In a subsequent hearing at the WTO, Antigua presented a letter detailing their frustration with the apparent unwillingness of the US to present any concrete plan designed to bring the dispute to a satisfactory conclusion. The US responded by blaming the lack of progress on Antigua. On Wednesday, Antigua’s legal advisor Mark Mendel told the Antigua Observer that the US statement was an “unfortunate” attempt to give the impression that Antigua had been “very intransigent and demanding and refusing to compromise … where the opposite is really the truth. We have been very open and very willing and very, very forthcoming; we have never refused to do anything. Really what they want us to do is drop the case and go away. Win and then lose.”
Mendel also took issue with the US statement on the WTO website that Antigua’s version of events “did not reflect history or reality.” Mendel called this argument “particularly misleading … We have been fair, honest and open and they have been unwilling. It takes two people to negotiate.” To underscore this point, Mendel pointed out that Antiguan representatives have made over a dozen trips to Washington trying to negotiate a settlement, while the USTR has visited Antigua just once.

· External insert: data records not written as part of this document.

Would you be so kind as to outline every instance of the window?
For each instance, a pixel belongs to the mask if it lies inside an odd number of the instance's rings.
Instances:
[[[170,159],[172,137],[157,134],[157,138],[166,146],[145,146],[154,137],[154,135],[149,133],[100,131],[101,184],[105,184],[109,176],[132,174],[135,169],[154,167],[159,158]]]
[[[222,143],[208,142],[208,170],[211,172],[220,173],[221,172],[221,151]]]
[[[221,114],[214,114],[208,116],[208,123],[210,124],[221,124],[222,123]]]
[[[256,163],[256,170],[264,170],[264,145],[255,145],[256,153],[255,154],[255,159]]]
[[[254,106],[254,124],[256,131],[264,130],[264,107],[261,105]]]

Mendel says not only is the US “not really negotiating, but they are continuing to aggressively violate their WTO agreement” by bringing prosecutions against Antigua-based online gambling operators. “There is no other WTO member in the world that puts people in jail for conducting lawful trade … It really is particularly egregious, I think, because we have a very clear decision in our favor saying that we are entitled to do that.”